Este é, pois, um problema deles, não nosso, e é o que a maioria dos americanos acredita, e lá a nossa influência está recuando, tal como aconteceu antes de nós com os britânicos, franceses e russos. Deixem-os resolver os seus próprios problemas.
Testemunhando esta verdade está o video do Secretário de Estado John Kerry a inspeccionar o seu iate ao largo de Nantucket enquanto o regime egípcio caía, enquanto Obama, depois de um breve conclave do Conselho de Segurança Nacional, saiu para jogar golfe no fim-de-semana de 4 de Julho, seguindo depois para Camp David.
Hoje, do Egipto ao Líbano, da Síria ao Iraque, trata-se da luta entre islamistas contra secularistas, sunitas contra xiitas, tribo contra tribo, da luta de quem está no poder contra aqueles que querem o poder. A Primavera Árabe deu início à guerra árabe de todos contra todos.
Aquele ano de 1848, quando todos os tronos da Europa foram abalados por revoluções, constituiu um tempo similar. E os antigos prudentes falcões da guerra de 1812, Henry Clay e John Calhoun, encontraram-se novamente no mesmo lado.
A América, diziam eles, deve ficar de fora.
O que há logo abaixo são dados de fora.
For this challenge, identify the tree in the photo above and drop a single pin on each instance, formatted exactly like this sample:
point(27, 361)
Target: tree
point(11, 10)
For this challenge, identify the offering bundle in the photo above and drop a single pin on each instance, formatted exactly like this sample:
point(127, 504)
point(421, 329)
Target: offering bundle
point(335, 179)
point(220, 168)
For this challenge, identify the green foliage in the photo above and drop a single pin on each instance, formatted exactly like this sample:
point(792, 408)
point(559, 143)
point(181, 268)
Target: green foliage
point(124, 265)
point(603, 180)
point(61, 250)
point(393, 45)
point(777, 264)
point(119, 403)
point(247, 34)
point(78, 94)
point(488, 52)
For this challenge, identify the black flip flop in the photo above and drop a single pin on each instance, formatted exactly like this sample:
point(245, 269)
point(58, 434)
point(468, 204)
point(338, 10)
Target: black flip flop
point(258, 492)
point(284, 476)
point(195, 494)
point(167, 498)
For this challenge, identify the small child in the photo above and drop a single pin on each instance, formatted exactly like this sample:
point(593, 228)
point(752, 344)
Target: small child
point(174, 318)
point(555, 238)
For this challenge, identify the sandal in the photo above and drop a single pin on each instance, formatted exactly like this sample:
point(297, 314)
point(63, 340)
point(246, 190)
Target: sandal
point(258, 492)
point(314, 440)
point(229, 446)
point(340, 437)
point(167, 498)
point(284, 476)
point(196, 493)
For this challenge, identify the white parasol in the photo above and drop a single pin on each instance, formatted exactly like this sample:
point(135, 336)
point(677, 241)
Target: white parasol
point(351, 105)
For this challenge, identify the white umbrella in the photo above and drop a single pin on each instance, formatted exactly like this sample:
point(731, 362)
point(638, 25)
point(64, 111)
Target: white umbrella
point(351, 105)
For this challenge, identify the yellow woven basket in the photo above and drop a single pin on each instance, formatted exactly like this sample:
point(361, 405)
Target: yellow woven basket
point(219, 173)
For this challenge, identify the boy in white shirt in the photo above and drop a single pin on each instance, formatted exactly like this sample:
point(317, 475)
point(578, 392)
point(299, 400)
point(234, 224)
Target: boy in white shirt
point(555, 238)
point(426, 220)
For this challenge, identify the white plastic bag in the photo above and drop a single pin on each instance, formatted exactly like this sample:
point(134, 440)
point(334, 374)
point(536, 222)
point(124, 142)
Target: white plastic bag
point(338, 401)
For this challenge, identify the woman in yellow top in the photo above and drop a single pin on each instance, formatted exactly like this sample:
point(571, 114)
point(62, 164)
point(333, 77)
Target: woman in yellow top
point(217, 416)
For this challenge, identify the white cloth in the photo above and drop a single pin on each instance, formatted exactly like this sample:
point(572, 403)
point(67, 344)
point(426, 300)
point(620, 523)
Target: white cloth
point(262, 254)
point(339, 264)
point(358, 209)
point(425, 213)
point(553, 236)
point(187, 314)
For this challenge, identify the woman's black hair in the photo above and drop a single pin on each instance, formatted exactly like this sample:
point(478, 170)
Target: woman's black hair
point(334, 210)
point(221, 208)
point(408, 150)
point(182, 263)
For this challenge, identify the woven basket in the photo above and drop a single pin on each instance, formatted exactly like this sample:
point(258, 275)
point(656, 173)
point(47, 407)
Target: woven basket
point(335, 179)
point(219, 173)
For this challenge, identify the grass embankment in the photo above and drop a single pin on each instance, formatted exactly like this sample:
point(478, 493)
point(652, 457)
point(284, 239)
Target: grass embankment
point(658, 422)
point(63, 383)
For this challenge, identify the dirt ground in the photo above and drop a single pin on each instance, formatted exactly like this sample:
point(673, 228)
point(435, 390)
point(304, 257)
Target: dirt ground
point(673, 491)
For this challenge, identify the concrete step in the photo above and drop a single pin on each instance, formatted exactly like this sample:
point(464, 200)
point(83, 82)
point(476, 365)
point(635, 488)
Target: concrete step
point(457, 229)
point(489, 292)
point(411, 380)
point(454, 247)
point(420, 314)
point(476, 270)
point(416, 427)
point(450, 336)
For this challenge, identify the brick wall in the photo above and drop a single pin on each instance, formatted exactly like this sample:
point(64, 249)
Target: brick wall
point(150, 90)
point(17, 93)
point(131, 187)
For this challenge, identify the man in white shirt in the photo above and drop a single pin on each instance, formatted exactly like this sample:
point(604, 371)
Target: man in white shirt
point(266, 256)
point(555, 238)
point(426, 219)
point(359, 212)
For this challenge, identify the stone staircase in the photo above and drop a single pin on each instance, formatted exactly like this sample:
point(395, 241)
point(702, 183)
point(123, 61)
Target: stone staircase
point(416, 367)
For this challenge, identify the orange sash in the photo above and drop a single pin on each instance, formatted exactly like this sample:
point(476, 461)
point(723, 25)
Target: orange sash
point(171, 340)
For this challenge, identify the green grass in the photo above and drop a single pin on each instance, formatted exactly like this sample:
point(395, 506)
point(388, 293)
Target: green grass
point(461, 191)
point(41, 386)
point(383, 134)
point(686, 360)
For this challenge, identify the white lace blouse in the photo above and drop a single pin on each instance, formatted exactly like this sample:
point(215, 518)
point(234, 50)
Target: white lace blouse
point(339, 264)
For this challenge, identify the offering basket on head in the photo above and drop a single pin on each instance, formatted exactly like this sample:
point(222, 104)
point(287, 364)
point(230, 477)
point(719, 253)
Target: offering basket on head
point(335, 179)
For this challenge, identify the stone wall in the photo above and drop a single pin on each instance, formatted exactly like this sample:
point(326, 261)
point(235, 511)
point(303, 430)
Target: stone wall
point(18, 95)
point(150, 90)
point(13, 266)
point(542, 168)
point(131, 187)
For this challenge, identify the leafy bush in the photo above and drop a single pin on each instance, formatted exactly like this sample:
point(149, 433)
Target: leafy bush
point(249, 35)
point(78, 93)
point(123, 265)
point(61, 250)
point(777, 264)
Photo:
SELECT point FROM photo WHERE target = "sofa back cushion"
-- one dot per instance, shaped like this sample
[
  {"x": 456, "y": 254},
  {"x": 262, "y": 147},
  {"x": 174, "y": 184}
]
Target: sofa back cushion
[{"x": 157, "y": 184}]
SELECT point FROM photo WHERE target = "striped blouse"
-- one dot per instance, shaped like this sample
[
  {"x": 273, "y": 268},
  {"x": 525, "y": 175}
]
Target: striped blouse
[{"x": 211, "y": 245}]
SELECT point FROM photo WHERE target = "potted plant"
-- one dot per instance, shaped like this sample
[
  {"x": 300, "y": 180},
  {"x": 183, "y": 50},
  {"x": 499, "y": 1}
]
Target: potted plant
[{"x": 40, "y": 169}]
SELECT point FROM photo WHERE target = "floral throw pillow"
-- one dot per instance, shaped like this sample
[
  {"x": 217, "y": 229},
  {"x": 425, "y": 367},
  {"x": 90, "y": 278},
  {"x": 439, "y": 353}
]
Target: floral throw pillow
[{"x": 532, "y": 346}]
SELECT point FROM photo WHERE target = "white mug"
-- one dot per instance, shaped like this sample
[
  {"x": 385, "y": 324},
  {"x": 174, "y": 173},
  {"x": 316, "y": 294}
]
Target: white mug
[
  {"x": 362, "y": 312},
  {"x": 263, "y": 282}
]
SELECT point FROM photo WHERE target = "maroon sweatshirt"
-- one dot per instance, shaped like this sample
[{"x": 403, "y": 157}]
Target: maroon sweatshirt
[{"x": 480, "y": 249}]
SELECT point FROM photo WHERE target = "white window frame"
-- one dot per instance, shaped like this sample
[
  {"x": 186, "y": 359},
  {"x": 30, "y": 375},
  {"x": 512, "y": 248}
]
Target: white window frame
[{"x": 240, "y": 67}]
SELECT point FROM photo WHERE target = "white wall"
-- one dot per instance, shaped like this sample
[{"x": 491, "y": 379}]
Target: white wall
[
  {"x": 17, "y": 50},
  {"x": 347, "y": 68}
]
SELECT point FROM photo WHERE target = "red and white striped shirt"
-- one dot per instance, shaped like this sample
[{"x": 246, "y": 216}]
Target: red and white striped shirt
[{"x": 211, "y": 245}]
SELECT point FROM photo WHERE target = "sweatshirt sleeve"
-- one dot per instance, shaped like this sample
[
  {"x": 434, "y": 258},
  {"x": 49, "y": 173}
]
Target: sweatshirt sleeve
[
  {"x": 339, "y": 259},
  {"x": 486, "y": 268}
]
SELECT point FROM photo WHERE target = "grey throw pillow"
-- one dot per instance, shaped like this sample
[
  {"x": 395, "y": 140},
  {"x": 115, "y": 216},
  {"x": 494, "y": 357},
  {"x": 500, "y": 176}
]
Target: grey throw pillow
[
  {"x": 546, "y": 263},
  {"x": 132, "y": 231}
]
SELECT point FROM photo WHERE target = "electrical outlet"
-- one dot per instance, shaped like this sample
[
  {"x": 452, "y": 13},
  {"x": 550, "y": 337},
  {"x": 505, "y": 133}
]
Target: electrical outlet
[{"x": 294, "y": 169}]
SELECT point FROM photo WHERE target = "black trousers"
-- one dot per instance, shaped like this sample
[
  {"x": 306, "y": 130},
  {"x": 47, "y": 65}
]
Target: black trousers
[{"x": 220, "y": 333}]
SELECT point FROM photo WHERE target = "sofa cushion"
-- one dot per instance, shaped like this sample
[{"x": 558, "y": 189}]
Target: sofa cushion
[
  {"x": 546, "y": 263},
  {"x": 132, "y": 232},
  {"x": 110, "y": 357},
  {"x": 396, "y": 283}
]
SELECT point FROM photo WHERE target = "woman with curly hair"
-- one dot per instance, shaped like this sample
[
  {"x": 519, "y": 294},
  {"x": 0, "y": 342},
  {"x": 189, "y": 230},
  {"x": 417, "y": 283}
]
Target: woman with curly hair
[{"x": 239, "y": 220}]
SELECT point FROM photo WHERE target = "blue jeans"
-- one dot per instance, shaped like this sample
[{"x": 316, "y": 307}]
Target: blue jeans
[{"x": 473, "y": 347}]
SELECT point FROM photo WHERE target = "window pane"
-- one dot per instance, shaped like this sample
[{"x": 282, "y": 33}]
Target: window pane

"Inactividade magistral" é o nosso papel, disse Calhoun. Acrescentou Clay, que ao "evitar as guerras distantes da Europa, devemos manter o nosso farol a brilhar intensamente nesta margem ocidental para iluminar todas as nações em vez de arriscar a sua completa extinção no meio das ruínas de repúblicas que já caíram ou ameaçam cair".